Pfarre

St. Andrä im Lavanttal

Fülle des (Ver)Trauens

Gedanken zum 20. Sonntag im Jahreskreis von Dechant P. Gerfried Sitar

Die traut sich was! Eine Frau in einer von Männern dominierten Gesellschaft, noch dazu eine Fremde, wagt es, Jesus anzusprechen. Er ignoriert sie. Tut er das wirklich? Sie bleibt hartnäckig. Da weist er sie schroff zurück. Hatten das nicht alle erwartet? Schließlich würden sie doch das Exklusivrecht an Jesus haben – so glaubten sie. Eine Jude hat ausschließlich für Juden da zu sein! Doch sie begegnet Jesus auf Augenhöhe und hat handfeste Argumente für ihr Anliegen und dafür, dass Jesus ihr beistehen muss.

Gerade diese Hartnäckigkeit ist es, die ihr schließlich zur Erfüllung ihrer Bitte verhilft.

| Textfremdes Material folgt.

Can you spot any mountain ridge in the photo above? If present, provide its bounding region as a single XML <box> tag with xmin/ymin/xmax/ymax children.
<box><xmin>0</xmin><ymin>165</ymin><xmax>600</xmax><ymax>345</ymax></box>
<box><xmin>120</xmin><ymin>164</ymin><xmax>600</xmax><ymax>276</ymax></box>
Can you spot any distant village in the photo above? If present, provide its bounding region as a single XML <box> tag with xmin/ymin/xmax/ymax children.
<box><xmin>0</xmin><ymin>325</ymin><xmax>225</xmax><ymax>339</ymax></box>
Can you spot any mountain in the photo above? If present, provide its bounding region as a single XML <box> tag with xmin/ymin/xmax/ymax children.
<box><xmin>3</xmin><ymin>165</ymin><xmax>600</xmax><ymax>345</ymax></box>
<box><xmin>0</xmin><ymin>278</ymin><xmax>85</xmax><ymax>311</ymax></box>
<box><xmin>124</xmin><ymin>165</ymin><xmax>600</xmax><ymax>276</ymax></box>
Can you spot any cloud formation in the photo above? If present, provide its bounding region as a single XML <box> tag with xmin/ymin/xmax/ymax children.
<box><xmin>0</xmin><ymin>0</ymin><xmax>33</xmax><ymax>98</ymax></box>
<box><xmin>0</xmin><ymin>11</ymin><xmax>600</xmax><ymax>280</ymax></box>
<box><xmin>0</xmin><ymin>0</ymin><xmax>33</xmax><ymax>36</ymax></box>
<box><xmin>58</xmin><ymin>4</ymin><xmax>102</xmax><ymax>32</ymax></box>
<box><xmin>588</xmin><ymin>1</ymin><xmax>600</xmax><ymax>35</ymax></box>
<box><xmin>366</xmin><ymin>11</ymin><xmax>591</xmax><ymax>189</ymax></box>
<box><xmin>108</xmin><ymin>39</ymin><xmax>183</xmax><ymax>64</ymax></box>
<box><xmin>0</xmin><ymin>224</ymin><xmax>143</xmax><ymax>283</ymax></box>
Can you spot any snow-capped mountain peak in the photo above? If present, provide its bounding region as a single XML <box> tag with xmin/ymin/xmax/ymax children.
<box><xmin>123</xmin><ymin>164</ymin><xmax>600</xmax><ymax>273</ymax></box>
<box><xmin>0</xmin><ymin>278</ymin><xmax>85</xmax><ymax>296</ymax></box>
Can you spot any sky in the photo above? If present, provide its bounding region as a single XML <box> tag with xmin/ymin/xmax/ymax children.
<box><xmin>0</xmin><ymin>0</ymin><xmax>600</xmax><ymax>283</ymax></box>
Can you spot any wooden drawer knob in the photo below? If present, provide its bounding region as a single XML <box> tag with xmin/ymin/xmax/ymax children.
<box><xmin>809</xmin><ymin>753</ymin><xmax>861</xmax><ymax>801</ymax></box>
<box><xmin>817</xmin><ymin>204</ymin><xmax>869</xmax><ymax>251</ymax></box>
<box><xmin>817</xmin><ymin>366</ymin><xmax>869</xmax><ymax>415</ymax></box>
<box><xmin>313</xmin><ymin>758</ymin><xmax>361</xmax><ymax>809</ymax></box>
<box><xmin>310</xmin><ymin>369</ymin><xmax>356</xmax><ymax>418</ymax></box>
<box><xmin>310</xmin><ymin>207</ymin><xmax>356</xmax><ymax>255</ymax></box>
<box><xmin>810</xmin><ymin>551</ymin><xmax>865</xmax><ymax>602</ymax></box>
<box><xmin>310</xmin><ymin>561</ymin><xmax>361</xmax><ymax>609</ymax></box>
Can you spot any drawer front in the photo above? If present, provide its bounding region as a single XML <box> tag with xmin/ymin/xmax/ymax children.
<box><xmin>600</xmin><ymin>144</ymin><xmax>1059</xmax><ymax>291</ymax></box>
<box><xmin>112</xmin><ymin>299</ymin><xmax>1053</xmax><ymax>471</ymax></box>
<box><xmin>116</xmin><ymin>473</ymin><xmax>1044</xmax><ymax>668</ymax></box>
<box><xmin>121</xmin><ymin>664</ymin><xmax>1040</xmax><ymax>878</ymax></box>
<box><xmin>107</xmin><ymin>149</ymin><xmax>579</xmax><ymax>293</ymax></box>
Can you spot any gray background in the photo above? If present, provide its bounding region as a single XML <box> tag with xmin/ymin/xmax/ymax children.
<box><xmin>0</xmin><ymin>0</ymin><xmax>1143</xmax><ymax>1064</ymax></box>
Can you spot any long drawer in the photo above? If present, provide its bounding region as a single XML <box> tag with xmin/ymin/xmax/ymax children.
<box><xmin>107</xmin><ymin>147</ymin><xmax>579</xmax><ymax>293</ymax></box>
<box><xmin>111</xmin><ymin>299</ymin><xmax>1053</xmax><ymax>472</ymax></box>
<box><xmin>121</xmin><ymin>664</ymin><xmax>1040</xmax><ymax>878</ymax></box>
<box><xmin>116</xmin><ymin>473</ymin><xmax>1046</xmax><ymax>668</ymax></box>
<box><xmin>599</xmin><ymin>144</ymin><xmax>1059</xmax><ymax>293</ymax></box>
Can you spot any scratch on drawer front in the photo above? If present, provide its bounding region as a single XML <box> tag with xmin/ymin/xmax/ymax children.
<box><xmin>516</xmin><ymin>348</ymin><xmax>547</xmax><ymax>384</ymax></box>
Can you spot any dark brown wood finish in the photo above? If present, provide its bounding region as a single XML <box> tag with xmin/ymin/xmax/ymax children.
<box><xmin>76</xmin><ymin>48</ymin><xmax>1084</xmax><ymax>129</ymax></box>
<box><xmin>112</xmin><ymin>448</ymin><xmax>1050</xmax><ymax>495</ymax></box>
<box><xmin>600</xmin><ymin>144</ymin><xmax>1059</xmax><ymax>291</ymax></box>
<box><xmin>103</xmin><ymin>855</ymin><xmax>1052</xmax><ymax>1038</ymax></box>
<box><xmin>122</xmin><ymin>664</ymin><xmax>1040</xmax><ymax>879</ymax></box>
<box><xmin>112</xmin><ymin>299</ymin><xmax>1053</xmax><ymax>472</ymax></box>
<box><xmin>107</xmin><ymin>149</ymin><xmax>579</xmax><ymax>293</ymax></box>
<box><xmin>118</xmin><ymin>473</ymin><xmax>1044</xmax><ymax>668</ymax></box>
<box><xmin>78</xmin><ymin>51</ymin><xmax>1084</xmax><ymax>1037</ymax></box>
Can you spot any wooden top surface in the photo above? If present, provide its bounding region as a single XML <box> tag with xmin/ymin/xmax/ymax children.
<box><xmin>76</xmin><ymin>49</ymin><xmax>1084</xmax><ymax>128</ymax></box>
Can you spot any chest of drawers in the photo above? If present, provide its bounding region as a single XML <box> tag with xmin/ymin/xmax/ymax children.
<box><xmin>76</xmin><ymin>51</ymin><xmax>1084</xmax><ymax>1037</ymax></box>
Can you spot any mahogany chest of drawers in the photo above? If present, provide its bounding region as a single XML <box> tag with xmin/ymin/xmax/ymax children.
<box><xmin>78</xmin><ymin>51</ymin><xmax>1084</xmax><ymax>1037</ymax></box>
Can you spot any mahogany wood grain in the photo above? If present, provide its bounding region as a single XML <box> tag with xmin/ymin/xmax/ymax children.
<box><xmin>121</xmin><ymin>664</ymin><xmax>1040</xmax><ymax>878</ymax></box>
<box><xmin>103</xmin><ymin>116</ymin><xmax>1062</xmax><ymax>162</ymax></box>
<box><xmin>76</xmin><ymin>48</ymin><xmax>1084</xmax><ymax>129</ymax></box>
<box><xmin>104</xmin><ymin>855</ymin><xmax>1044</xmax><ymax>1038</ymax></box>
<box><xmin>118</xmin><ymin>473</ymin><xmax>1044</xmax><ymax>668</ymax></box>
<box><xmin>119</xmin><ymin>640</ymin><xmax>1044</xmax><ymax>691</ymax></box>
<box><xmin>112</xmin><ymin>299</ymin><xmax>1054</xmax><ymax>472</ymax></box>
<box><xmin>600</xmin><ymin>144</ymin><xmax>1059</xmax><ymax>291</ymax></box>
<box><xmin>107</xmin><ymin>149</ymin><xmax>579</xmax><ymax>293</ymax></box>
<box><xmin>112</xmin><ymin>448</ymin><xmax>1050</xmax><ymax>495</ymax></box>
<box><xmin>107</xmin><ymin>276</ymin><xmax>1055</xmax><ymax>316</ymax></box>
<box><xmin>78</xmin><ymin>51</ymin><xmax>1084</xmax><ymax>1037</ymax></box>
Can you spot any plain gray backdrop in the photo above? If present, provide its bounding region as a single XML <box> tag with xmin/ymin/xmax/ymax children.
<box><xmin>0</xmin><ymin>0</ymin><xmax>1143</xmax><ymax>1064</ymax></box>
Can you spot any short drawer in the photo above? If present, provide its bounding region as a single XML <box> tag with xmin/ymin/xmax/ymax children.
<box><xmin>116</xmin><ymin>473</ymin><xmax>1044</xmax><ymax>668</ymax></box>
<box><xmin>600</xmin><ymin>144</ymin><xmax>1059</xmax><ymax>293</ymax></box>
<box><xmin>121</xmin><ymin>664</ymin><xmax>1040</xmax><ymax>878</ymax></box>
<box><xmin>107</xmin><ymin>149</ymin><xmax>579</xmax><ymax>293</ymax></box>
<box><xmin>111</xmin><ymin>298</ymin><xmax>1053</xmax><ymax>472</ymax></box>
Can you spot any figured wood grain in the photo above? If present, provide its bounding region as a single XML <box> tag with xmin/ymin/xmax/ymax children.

Sie wünscht sich Heilung für ihre Tochter, die von einem Dämon besessen ist. Jesus holt sie „herein“ und lässt sie nicht länger eine Ausgegrenzte sein. Er hat keine Berührungsängste. Er denkt nicht, was werden die anderen denken, sondern lobt die Frau ohne Namen für die Stärke ihres Glaubens. So fern dieses Bild unserer Kultur auf den ersten Blick scheint, umso mehr wird auf den zweiten deutlich, dass wir mitten im Heute sind. Immer mehr wird der Anspruch auf „Wir zuerst!“ proklamiert und immer radikaler gestaltet sich die Abschottung gegen das Fremde. Sie ist mit Vorurteilen behaftet und alles wird schlecht geredet und damit globale Meinung gebildet. Doch Jesus ergreift gerade für das Fremde Partei und öffnet damit neue Wege. Das Exklusivrecht fällt und er schafft eine neue Ebene der Begegnung. Eine klare Botschaft an die Gegenwart! Jesus geht sogar noch einen Schritt weiter und stellt die Glaubenskraft der Frau als gutes Beispiel der allgemeinen Selbstgefälligkeit gegenüber. Die Courage der Bittstellerin zeigt, dass Grenzen oft nur im Bewusstsein der Gesellschaft verankert sind, aber durch Engagement überwunden werden können.

Vielleicht sollten auch wir uns trauen, scheinbar Unmögliches zu erbitten, um Mögliches zu erhalten!

Ich wünsche Ihnen das Vertrauen, um sich in der Nachfolge etwas zu trauen.